Little children (2006)

Little children (dir. Todd Field) had its nice moments. It's a sombre film opting for a quieter portrayal of Suburbia than what we are used to in contemporary US movies. Sarah is the unhappy housewife who takes her daugther to the playground. She abhors the oppressive presence of the other women there, who all put up a facade, act out the role. Sarah intentionally makes a scandal by acting intimately with a guy on the playground. She falls for the guy, Brad, a stay-at-home dad who feels miserable about his own life and his miserable attempts to pass the bar exam. The two have an affair and the film follows their amorous paths through a sneering and claustrophobic suburbia. The film also follows Brad's relation to his friend Larry, a former police officer who is obsessed about a convicted child molestor. The film also introduces this social outcast, the paedophile, but it is here that the film starts to feel really weak, floundering in hesitation. Little Children sets out to be a critical study of middle-class decency but at the same time it at times feels like that specific class consciousness: a specific form of melancholia that we have seen in hundreds of American movies, sometimes starkly (Revolutionary Road) and sometimes this melancholia turns into a cliché. Little Children is in-between. What the film does best? It depicts a bunch of extremely clueless grown-ups: bad feeling, bad vibes and creepy surroundings.

The Lady Eve (1941)

The Lady Eve (dir. Preston Sturgess) is structured like a re-marriage screwball comedy but I didn't find it particularly amusing. There are a couple of good scenes, but in general, this film did not speak to me at all. The dame is shrewd and the guy is naive and filthy rich. The dame plays cards and the guy makes a fool of himself all the time. The dame falls for the guy even if the plan is to fleece him. But ok - the dialogue is quite funny at times and maybe I would appreciate the film were I to read more books by Stanley Cavell.
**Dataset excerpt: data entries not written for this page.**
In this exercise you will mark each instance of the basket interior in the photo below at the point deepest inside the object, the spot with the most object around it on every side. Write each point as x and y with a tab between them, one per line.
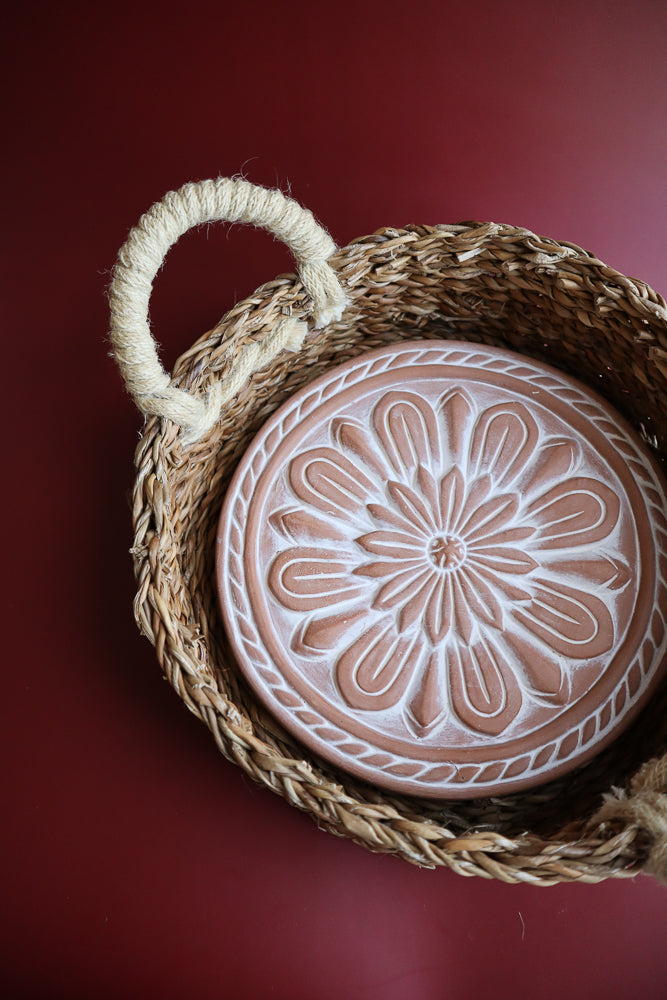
539	298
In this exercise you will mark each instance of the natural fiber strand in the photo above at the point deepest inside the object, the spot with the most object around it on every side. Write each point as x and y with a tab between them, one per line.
142	256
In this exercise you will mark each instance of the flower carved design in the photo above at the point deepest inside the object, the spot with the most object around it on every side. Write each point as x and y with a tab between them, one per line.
451	558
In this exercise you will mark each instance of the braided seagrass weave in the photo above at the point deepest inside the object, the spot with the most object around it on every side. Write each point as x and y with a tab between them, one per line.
492	284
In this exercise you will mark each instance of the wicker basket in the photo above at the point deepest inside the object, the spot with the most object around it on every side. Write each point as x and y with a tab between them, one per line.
488	283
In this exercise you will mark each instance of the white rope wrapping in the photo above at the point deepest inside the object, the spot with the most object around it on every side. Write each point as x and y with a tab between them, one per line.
141	257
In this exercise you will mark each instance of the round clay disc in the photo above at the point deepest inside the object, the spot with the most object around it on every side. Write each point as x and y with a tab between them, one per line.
441	567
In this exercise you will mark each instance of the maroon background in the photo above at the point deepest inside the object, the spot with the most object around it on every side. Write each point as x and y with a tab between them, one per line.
136	861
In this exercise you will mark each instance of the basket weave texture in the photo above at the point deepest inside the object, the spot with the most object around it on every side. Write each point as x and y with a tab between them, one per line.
486	283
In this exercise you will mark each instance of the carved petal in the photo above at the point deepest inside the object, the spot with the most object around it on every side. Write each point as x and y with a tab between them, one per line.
457	411
542	672
488	517
401	587
413	610
511	590
427	706
304	579
555	460
329	481
356	439
412	506
325	634
392	544
576	512
479	598
304	525
506	536
502	559
452	493
570	621
393	519
607	571
484	692
462	614
439	610
387	568
375	670
425	483
503	441
408	430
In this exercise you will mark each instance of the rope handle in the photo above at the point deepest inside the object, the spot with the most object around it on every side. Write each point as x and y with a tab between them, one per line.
141	257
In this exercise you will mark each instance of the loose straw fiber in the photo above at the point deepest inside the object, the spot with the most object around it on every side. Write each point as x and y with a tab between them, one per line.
486	283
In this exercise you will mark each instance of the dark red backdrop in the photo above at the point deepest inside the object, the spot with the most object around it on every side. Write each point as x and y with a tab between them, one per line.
136	861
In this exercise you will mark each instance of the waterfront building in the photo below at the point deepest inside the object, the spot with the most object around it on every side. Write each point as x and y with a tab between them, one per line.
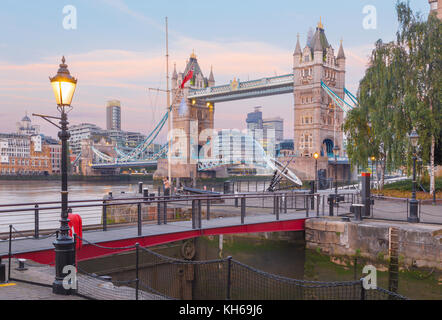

Who knows. In defense of the film, one could say that at the same time that we have many gender stereotypes here, it is rare to see female desire portrayed as the driving force of the film, which is the case here. It is the woman that drives the story, and she is the active party, who cheats, falls in loves, fixes it, cheats some more, makes arrangements and so on. Barbara Stanwyck, who played the con woman, is a tough one.

The Magnificent Ambersons (1942)

The Magnificent Ambersons was made in 1942 but looking at its ironic approach one could have placed it in 2001 and imagined Wes Anderson as its director. But no, this is an Orson Welles film, a quite good one as well. What its about? Well - modernization? Family melodrama? Love story? I don't know, and maybe that's half of the charm.  George is the son of a wealthy family. At a party at his family's house, he sets his eyes on Lucy, whose dad is a zaney car inventor. Cars? That's crazy; what could beat a horse and a wagon? "Automobiles are a useless nuisance, which had no business being invented", George tells Lucy's daddy, who now has become a prosperous man. George's dad has died, and it turns out his mother has or had a thing for Lucy's father. Suddenly we are thrown into big-time Oedipal drama as the car inventor makes advances. Lucy seems to have a thing for her dad as well. Towards the end of the film, we have a strange series of events and a moral conversion which I as a viewer had a hard time taking seriously. I was much more interested in Lucy's father's car industry than George's redemption. One reason why The Magnificent Ambersons felt like a confused affair was that a significent part of the story was cut out when Welles himself was out of the country. He complained that the story had been edited by a lawnmower. - - But as this is a film by Orson Welles (except for the sentimental ending which was  made without his consent) there are lots of eerie camera angels and deep-angle weirdness that make the movie pleasurable to watch.